Organizations continue to evolve the way they create complete stories using models like Mike Cohn’s user story template, and also by adopting prototyping or wireframe capabilities to accelerate the delivery of high-quality results to the end users.

Breakdown of epic to tasks with acceptance criteria

It’s important to plan for the size, relationship, and priority of requirements and features, along with building in performance that shows the relationship to epic to task, in order to enable teams to collaborate and consider Performance Engineering needs and capabilities from the start.

Figure 2 shows the relationship and breakdown from epic to tasks, along with a story card with Story on front and Acceptance Test Criteria on the back.

 

Figure 2. Breakdown of Epic to Story, and example.

 

In many cases, we observe a trend of more myopic or task-level views into stories. This practice limits the view and consideration across tasks, and limits the ability to build higher performing platforms, especially in the much-distributed and shared complex applications and systems we operate within today.

In Figure 2, you can see how the story is on the front of the card (typically only used portion) and on the back are the acceptance criteria, which is where you include Performance Engineering considerations. An example from a recent story about a login page is, “Perform with 180,000 people logging in per hour with 50% on varying mobile network conditions from 5 major US and 2 major International locations with the remaining from good WiFi and LAN connections with a maximum transaction response time of <5 seconds.”

Doneness criteria

A proven practice among organizations is defining a shared understanding and standard for what “done” means. Creating a “Feature Doneness” definition for all teams is critical, and Performance Engineering considerations need to be built in. The standard for speed and quality must be a known and shared value across individuals, teams, business units, and organizations. Perhaps there are only 5–10 core criteria defined and agreed upon at a complete organization level, but this is the delivered standard.

This will enable a level of doneness in order to meet shared expectations and deliver within the agreed-upon time and quality.

A recent example of how a Dev/Test organization put together their doneness criteria is outlined below. Here, the organization had only eight criteria, of which the italicized one builds performance into their process:

  • The code is included in the proper branch in the source code control system.
  • The code compiles from a clean checkout without errors using production branch [proposed: and is part of the AHP Build Life which is finally tested in QA].
  • The code is appropriately covered with unit tests and all tests are passing using the production branch.
  • The code has been peer reviewed by another developer.
  • Database changes have been reviewed and approved by a DBA.
  • The code has passed integration, regression, stress, and load testing.
  • Application Support is aware of the backlog item and the system impacts.
  • Deployment and rollback instructions are defined, tested, and documented.

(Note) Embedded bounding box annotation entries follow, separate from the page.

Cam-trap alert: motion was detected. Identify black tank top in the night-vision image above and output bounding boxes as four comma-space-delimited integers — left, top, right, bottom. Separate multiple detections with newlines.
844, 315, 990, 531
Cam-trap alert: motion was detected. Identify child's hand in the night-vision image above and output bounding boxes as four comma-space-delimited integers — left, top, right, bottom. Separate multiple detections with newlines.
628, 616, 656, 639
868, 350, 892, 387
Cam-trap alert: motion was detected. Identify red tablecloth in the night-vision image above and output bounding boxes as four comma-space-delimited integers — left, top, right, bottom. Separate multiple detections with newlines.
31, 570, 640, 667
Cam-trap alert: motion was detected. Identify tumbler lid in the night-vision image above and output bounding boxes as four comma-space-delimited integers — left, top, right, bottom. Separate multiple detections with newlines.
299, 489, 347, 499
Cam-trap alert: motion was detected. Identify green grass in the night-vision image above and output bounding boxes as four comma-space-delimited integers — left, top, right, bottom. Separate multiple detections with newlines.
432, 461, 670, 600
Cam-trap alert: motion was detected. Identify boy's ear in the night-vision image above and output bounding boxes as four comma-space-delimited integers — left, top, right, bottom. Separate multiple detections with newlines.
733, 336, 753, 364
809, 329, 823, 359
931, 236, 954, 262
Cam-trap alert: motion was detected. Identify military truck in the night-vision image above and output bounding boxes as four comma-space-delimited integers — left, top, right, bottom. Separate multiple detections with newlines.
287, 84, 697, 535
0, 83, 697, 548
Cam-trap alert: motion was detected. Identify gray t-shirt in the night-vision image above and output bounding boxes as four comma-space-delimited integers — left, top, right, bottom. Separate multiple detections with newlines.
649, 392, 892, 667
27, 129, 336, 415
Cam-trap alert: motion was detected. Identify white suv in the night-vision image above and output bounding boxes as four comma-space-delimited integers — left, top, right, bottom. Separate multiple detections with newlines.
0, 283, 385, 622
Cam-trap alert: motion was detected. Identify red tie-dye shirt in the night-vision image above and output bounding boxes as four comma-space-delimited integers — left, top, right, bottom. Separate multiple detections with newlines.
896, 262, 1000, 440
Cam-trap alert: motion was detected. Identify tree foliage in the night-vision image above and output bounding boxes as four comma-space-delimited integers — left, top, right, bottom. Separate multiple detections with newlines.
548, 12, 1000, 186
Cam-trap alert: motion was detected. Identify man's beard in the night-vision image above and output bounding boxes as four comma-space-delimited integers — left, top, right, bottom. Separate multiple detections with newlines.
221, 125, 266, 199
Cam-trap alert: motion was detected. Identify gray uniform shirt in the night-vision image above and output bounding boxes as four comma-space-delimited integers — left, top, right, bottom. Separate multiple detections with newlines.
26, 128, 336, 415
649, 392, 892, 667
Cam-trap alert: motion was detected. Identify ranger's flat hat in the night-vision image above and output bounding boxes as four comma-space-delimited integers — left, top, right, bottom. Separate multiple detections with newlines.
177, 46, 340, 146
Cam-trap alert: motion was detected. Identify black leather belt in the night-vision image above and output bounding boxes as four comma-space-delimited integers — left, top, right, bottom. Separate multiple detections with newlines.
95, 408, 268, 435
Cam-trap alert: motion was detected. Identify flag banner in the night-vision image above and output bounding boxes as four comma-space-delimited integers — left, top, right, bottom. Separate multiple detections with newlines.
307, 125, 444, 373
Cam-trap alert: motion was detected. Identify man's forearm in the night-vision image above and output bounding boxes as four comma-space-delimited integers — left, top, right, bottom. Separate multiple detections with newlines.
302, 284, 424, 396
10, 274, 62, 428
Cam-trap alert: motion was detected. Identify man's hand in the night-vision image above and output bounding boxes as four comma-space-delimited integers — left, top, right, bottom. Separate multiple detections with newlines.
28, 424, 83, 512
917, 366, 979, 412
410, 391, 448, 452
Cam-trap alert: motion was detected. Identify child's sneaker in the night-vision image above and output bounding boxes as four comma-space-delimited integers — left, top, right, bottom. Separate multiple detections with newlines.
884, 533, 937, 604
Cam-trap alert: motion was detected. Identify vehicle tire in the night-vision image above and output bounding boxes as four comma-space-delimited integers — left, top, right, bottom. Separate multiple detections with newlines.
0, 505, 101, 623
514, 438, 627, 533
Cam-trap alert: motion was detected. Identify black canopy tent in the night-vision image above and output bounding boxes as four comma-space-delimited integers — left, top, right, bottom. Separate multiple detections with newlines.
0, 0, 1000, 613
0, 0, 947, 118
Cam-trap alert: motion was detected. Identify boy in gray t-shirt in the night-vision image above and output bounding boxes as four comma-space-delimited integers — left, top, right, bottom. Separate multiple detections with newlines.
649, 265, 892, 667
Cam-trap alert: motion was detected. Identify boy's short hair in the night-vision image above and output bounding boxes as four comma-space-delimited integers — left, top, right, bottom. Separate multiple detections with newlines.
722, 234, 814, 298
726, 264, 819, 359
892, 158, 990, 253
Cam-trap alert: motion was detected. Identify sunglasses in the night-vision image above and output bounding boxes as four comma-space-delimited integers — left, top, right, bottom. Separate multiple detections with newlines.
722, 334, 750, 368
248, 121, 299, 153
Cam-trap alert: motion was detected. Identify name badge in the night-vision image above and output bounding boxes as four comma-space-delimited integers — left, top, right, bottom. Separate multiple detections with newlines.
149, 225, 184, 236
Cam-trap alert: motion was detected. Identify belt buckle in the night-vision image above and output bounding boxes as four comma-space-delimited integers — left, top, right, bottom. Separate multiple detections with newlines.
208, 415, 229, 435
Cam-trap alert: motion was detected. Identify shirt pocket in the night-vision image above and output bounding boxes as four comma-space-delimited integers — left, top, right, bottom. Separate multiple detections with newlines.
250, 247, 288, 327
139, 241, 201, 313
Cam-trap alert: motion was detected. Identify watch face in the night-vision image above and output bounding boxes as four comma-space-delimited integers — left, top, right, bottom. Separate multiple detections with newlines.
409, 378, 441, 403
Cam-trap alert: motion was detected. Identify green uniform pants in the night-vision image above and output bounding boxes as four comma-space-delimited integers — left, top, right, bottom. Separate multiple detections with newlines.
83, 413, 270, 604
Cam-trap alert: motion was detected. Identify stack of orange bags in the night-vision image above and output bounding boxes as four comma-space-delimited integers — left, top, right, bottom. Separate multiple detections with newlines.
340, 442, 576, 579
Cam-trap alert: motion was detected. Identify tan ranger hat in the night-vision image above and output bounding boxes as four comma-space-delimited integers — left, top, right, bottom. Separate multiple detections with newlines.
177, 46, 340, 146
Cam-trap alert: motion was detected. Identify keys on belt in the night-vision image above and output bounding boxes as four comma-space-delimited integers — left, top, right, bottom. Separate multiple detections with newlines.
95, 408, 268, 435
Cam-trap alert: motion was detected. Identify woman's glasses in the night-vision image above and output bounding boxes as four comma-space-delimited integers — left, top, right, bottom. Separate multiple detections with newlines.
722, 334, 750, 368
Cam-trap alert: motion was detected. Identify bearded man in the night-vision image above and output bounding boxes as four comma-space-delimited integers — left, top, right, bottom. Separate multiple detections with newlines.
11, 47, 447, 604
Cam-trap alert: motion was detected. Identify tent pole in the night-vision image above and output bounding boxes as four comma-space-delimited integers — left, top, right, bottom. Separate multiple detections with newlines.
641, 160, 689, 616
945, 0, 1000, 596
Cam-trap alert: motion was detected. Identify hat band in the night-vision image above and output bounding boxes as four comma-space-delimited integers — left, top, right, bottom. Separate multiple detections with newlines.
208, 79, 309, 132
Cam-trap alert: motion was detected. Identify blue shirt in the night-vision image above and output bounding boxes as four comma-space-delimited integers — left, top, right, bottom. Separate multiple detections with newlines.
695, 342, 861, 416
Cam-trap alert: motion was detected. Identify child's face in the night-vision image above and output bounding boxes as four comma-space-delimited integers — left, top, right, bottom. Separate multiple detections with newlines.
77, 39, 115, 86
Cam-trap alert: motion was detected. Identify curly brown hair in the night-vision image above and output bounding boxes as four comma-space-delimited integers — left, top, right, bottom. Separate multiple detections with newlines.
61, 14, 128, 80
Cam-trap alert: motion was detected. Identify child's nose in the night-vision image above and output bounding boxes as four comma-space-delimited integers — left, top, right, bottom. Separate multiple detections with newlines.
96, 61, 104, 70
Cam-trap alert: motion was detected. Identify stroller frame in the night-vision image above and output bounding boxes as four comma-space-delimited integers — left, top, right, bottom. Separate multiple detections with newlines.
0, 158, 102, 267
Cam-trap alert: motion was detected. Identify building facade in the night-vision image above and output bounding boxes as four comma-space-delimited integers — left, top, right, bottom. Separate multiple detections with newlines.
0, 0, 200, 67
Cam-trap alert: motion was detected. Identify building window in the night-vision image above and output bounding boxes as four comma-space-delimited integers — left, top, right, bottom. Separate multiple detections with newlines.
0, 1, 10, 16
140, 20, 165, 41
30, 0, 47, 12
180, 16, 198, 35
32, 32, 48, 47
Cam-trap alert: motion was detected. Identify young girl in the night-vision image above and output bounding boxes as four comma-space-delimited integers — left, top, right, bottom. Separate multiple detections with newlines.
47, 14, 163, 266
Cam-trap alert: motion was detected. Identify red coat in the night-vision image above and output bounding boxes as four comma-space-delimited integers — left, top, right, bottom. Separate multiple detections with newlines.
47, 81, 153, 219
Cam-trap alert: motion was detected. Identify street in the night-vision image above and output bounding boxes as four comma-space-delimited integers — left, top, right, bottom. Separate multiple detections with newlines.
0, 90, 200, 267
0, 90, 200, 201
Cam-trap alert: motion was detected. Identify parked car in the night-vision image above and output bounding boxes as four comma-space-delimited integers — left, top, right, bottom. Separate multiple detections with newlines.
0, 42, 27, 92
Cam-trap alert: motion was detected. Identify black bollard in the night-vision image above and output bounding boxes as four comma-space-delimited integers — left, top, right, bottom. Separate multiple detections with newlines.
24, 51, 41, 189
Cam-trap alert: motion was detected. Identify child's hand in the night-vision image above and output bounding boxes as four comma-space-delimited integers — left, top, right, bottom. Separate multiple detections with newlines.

Until these are all true, the feature is simply unfinished inventory.

Functional

Within the functional tests you run today, think about how to leverage these (typically single-user) tests to get performance results and share them with all stakeholders. This can take place at any stage throughout your lifecycle from unit to production, and the value of these results benefits the team throughout the lifecycle. A specific example could be the way performance is built in to your automated functional unit tests, as demonstrated in Figure 3, which illustrates how long a specific set of automated functional unit tests took to run and set a pass/fail threshold within Jenkins.

The reasons why this is important are numerous. One of the common areas we focus on is speed with quality. As you are increasing the number of builds per hour/day/week/month, these Performance Engineering practices enable early and frequent feedback on quality. The incremental value delivered with every build enables quick feedback loops and opportunities for DevTest teams to deliver higher quality faster by building in performance within their automated functional tests.

 

Figure 3. Functional automated test results shown in Jenkins.